Position Yourself to Take Advantage of “Buying Opportunities”

Updated: Feb 2, 2023

What happened this week?

For the week ending on Friday February 6, 2015 the Dow (DJIA – green/blue line) closed at 17,824.29 (+4.0%), the NASDAQ (orange line) closed at 4,744.40 (+2.75%), and the S&P 500 (red line) closed at 2,055.47 (+3.0%).

Graph courtesy of Fidelity Investments. Feb 2, 2015 to Feb 6, 2015.

Since the beginning of the year, the stock market has taken us on what seems like a rollercoaster ride. I wouldn’t blame you for confusing the YTD graph below with one of the rides at a Six Flags amusement park.

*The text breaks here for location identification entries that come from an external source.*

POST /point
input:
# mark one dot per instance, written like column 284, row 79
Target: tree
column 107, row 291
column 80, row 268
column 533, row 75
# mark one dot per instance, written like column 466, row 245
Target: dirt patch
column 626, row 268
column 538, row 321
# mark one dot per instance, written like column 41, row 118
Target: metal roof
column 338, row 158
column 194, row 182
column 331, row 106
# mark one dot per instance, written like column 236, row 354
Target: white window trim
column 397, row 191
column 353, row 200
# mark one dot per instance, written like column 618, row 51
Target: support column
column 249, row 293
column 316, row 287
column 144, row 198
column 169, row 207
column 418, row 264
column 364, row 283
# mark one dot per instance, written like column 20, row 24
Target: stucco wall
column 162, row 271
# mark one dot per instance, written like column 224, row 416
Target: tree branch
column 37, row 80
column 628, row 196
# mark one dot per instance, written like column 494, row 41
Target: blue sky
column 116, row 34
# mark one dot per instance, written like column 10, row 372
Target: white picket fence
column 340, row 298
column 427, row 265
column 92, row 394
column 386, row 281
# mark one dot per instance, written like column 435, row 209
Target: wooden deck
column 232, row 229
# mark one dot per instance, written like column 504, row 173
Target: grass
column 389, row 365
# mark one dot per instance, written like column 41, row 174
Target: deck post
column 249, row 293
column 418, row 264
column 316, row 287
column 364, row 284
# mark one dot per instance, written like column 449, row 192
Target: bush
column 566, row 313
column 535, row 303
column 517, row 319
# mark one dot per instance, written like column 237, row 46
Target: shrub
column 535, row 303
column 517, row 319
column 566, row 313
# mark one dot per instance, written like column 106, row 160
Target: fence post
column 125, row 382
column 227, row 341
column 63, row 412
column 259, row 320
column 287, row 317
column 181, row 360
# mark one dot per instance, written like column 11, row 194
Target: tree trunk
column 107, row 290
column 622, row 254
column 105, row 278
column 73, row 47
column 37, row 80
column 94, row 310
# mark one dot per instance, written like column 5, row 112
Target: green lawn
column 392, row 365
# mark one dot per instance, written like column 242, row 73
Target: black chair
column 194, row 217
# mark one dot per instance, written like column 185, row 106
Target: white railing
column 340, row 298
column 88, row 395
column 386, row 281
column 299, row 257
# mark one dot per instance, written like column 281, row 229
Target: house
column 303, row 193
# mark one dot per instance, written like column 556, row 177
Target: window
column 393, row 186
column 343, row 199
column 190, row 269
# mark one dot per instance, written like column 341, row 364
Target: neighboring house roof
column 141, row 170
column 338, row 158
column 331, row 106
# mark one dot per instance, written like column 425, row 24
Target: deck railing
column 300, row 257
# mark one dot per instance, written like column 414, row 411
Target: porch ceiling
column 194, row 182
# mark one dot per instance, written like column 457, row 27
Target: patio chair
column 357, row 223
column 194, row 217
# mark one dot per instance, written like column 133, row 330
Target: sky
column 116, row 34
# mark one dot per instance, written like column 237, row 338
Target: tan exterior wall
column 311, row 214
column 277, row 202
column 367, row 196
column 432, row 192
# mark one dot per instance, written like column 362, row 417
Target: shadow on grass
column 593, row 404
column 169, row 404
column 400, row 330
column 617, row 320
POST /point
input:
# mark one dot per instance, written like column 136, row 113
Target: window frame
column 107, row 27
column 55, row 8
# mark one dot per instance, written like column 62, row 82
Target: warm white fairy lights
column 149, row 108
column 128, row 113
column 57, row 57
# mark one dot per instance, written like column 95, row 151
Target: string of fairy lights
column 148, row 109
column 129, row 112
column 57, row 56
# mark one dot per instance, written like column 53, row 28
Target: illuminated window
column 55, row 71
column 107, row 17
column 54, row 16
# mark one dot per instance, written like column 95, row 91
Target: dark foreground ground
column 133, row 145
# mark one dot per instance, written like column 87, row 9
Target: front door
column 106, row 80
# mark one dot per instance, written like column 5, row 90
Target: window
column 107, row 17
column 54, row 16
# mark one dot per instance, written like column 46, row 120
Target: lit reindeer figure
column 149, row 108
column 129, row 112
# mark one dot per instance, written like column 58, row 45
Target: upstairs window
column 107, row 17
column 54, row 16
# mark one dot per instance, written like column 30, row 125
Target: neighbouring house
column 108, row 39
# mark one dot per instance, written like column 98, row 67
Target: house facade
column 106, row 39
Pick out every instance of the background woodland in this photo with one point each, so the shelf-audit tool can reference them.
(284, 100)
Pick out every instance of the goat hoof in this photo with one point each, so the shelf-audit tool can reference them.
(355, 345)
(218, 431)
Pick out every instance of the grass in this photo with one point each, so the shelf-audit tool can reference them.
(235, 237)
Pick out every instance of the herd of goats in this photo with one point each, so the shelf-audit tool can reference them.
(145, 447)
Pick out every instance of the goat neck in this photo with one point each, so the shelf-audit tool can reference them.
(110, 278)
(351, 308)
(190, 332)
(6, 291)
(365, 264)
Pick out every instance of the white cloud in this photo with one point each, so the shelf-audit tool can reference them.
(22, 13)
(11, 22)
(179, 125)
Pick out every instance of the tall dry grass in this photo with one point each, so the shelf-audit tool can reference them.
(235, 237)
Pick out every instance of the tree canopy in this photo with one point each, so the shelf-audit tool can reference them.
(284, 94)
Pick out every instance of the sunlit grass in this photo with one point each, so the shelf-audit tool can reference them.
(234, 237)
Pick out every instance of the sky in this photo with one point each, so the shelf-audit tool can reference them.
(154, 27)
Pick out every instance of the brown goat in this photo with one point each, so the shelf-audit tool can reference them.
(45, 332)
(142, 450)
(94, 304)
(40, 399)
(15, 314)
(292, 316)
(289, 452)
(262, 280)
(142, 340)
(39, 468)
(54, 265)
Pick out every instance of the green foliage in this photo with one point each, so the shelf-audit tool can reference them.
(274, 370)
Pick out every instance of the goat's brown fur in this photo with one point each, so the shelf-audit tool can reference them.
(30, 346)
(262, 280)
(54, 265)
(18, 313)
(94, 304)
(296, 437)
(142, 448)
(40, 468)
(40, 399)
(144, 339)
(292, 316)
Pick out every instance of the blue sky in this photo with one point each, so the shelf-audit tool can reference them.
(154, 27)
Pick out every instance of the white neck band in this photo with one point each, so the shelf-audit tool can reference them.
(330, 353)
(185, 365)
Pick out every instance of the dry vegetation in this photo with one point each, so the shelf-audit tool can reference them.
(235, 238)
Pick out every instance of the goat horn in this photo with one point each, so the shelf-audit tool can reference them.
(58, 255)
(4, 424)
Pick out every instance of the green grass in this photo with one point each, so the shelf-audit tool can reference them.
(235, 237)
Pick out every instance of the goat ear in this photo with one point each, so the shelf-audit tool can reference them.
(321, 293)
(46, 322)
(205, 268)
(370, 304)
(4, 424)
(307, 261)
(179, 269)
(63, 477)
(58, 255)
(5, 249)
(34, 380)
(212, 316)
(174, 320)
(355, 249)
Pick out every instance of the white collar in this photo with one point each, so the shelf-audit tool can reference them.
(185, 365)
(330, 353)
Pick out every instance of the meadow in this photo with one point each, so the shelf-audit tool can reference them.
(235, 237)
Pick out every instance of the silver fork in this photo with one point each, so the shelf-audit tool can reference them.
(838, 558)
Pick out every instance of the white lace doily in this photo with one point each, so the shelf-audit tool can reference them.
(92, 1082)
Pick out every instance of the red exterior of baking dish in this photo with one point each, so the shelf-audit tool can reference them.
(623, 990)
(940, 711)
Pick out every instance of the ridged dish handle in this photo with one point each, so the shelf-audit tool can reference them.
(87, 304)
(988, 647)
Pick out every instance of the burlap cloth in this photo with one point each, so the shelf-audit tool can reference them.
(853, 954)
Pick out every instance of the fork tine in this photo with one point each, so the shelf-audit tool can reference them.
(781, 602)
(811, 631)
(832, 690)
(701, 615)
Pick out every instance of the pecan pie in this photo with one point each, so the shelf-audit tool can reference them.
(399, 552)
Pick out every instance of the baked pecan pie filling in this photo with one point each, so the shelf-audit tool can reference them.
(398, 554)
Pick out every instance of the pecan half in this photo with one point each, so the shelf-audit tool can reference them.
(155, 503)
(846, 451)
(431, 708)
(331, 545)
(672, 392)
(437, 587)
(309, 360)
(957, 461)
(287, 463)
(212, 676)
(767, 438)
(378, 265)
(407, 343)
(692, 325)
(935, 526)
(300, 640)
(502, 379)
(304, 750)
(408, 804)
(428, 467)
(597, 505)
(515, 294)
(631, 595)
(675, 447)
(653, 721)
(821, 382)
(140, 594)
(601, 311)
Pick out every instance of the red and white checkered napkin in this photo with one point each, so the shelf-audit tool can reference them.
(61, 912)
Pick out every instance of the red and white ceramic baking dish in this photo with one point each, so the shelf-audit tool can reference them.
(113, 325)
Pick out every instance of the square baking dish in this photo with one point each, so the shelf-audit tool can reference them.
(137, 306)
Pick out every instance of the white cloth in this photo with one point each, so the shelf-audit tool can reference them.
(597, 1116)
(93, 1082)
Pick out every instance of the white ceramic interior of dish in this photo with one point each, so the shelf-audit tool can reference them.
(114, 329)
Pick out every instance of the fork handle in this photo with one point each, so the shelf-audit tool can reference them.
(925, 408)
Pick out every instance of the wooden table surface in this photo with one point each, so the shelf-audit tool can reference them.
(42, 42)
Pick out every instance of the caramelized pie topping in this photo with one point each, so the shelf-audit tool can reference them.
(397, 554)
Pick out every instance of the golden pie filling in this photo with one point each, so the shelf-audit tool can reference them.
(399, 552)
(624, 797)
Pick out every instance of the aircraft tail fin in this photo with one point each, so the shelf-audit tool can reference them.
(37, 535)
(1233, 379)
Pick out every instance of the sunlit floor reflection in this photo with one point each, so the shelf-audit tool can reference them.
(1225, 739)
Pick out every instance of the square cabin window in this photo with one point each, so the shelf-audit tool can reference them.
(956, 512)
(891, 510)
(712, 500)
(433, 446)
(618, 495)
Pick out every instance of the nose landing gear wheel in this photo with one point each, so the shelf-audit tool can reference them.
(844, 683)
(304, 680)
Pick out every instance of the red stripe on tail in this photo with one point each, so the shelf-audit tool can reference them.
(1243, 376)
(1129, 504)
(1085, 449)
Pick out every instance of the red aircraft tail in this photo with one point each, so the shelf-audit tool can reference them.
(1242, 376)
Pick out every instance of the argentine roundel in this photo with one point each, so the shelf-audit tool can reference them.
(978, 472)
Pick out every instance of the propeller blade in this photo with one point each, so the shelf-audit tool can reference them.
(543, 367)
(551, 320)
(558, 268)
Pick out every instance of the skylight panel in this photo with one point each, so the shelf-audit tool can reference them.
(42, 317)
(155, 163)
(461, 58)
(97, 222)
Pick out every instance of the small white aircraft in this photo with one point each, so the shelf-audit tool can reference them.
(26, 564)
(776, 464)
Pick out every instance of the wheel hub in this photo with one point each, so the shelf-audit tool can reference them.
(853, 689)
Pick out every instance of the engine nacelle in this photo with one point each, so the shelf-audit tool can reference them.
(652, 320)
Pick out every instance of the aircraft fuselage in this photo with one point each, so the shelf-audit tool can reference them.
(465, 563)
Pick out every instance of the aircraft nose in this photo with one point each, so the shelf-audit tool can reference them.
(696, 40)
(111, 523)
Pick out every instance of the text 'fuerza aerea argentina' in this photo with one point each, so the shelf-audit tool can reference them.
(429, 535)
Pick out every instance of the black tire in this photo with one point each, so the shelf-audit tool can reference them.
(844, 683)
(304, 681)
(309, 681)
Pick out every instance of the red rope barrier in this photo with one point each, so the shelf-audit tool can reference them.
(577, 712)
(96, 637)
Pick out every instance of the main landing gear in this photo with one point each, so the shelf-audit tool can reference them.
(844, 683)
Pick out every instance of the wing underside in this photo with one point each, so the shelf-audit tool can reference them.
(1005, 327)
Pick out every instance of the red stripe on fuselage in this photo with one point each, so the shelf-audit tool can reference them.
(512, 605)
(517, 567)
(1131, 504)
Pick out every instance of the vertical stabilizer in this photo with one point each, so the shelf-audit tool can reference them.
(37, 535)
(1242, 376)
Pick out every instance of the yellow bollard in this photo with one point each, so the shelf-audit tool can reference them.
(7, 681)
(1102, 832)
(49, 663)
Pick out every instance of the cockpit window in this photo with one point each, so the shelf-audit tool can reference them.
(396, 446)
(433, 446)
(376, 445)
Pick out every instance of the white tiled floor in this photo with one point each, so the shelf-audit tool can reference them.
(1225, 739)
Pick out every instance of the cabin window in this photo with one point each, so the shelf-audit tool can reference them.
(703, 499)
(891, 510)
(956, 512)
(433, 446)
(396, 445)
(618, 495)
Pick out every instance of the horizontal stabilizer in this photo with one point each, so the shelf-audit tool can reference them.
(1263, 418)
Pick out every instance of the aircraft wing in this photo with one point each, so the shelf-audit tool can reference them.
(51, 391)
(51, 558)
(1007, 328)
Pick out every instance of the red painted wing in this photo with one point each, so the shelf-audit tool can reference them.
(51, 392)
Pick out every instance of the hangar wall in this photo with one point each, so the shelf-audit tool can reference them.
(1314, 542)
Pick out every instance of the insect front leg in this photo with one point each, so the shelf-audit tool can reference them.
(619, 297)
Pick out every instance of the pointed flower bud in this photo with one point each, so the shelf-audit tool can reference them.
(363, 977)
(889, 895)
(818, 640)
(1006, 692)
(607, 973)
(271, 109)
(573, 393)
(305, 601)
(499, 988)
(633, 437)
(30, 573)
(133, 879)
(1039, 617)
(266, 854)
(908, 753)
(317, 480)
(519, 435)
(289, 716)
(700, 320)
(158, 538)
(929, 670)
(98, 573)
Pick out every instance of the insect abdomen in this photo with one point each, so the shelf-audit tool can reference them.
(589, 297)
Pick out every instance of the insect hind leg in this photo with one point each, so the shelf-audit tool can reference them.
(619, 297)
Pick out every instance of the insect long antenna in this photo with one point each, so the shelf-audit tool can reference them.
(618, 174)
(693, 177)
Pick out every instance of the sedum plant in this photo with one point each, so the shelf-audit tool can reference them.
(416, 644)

The U.S. stock market ended the week on a positive note and had the biggest gain of the year thus far. The rise and fall of the stock market last week was fueled by several factors including the strong jobs growth reported on Friday, the rising price of oil, and the strengthening dollar. There was a small decline in stock prices on Friday, as the price of gold continued to fall.

What does it mean?

A solid U.S. jobs and wages growth report is an indicator of a strengthening economy, and leads to positive movement in the stock market because of increased investor confidence. Higher wages and lower unemployment mean more money flowing in the economy. A stronger economy will also support higher oil prices, hence the rise of oil futures. There is an inverse relationship between the strength of the dollar and the price of gold. When the dollar strengthens, gold prices fall and when the dollar weakens, the price of gold rises. The reason for this inverse relationship is that gold is used as a safe haven by investors; when the economy is weak and the currency is weak, investors flock to gold, driving the price higher. The strengthening dollar last week led to falling gold prices and stock prices for precious metal companies.

What should you do?

The rise and fall of the stock market is expected. Periods of decline present a “buying opportunity”; an opportunity to accumulate more shares of quality companies or mutual funds. The key is to make sure you are in a position to take advantage of these opportunities when they present themselves.

Budgeting and Dollar Cost Averaging (DCA) are two ways to ensure you are at the right place at the right time, so to speak. With DCA, you invest a set amount of money at a set frequency, regardless of how the stock market is performing. For example, let us say you invest $50/month in mutual fund XYZ. When the stock market is down, your $50 investment goes further because you are able to accumulate more shares of XYZ. In DCA, your focus is on accumulating shares, and remaining disciplined with your chosen investment strategy and allocation.

The second way to take advantage of buying opportunities is to budget an amount of money for investing and accumulate the cash in your investment account. During periods of market downturn, when stocks and mutual funds are “on sale”, you will be in a position to take advantage of the market downturn with a one-time purchase using the cash you accumulated.

Regardless of the method you choose (accumulating shares or accumulating cash), the goal is to plan and think ahead so that when an opportunity presents itself, you are in a position to take advantage of it.